Can someone point out if I am doing anything wrong here? Why are requests so slow? Does python / Django scale? I read that it does but how many requests / second should I expect on a simple DB read & rendering operation such as the one I am doing?
does python / django scale
Django powers some fairly massive services, such as Disqus and Instagram, so yeah, it scales just fine.
I decided then to profile this
As you can see almost the entire time is spent inside the .get_most_viewed() method, so that looks like the issue you've got. (could be wrong there, but your profile suggests that 2.028 out of 2.037 of the time is spent there, so about 99.6% of the time)

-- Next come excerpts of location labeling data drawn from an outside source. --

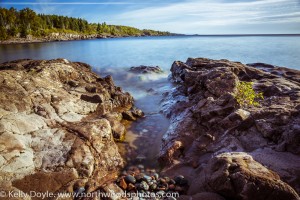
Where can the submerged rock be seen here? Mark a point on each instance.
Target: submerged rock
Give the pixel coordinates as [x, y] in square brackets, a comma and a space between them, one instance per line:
[57, 122]
[142, 69]
[206, 121]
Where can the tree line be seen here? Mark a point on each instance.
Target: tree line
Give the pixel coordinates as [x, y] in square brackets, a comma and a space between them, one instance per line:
[14, 23]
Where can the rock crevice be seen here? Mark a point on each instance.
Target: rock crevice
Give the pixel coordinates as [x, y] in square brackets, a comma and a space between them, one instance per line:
[57, 127]
[208, 126]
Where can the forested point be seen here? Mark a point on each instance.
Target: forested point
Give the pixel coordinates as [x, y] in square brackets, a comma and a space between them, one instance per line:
[26, 22]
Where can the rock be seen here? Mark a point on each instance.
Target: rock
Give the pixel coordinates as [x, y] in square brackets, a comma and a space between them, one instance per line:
[130, 179]
[53, 136]
[146, 69]
[142, 186]
[203, 195]
[123, 184]
[206, 120]
[238, 176]
[91, 99]
[119, 130]
[128, 116]
[130, 187]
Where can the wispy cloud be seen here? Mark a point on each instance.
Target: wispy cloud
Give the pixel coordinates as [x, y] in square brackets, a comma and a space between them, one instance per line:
[181, 16]
[67, 3]
[199, 16]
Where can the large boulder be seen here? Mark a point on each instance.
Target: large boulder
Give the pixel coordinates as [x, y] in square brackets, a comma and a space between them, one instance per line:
[238, 176]
[56, 129]
[206, 120]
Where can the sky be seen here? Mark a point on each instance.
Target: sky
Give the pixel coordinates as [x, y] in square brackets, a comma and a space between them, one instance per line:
[180, 16]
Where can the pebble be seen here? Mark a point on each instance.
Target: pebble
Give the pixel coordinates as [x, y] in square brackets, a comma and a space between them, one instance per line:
[141, 167]
[80, 190]
[147, 178]
[153, 186]
[130, 179]
[130, 187]
[143, 186]
[143, 180]
[156, 176]
[139, 177]
[123, 184]
[180, 180]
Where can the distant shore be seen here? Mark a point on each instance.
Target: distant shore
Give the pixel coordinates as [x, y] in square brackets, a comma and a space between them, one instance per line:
[66, 37]
[72, 37]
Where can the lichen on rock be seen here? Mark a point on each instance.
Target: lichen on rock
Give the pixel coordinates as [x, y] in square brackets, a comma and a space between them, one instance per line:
[208, 125]
[56, 129]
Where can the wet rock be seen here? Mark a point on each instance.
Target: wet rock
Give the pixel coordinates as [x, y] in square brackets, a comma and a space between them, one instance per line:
[142, 186]
[57, 134]
[128, 115]
[142, 69]
[238, 176]
[91, 99]
[123, 184]
[130, 179]
[206, 119]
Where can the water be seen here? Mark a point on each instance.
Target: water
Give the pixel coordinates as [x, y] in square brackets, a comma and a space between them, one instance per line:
[162, 51]
[115, 56]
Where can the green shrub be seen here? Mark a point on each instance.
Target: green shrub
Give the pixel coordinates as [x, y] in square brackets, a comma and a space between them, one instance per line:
[246, 96]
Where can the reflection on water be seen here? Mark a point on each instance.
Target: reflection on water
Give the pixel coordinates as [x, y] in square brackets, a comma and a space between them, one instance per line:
[143, 138]
[114, 56]
[162, 51]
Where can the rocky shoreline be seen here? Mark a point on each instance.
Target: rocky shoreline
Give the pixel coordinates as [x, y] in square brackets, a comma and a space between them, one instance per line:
[223, 148]
[54, 37]
[59, 123]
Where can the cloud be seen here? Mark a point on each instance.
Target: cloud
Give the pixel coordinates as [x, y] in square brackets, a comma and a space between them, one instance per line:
[198, 16]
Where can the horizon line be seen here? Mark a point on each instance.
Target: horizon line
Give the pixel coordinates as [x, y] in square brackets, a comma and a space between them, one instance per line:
[72, 3]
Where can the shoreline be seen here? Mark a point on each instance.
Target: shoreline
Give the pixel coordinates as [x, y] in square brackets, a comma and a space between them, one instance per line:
[84, 37]
[65, 37]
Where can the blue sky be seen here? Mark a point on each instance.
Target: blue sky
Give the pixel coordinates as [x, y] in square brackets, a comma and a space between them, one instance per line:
[185, 16]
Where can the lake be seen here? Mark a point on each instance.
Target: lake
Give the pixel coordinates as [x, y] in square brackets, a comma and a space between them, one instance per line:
[162, 51]
[115, 56]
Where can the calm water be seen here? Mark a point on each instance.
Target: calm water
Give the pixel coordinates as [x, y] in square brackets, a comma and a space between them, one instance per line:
[114, 56]
[162, 51]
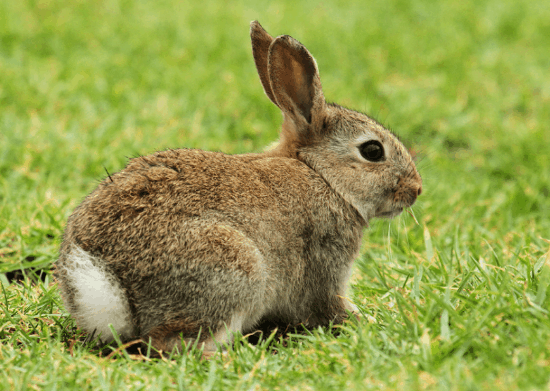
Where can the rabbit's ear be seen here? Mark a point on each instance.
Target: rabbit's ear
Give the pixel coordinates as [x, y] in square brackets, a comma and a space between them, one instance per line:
[260, 48]
[295, 81]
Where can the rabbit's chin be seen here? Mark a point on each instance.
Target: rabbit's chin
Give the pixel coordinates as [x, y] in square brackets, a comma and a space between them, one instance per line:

My ORM skills aren't really up to figuring out exactly how you ought to be dealing with that fairly complex query, and would in any case need to see the model definitions, but you need to look into debugging and simplifying that query, rather than looking at other parts of the view.
You might want to drop into the Django shell using manage.py shell, so that you can profile that particular query in exclusion to the rest of view.
Also maybe try getting some help on how you can simplify the query here, or on the Django IRC channel or django mailing list (You'll likely have more luck if you ask specifically about that query, rather than the more general Django/REST framework phrased question here, most of which doesn't actually appear to be relevant to the issue your seeing.
Hope that helps point you in the right direction for getting this resolved.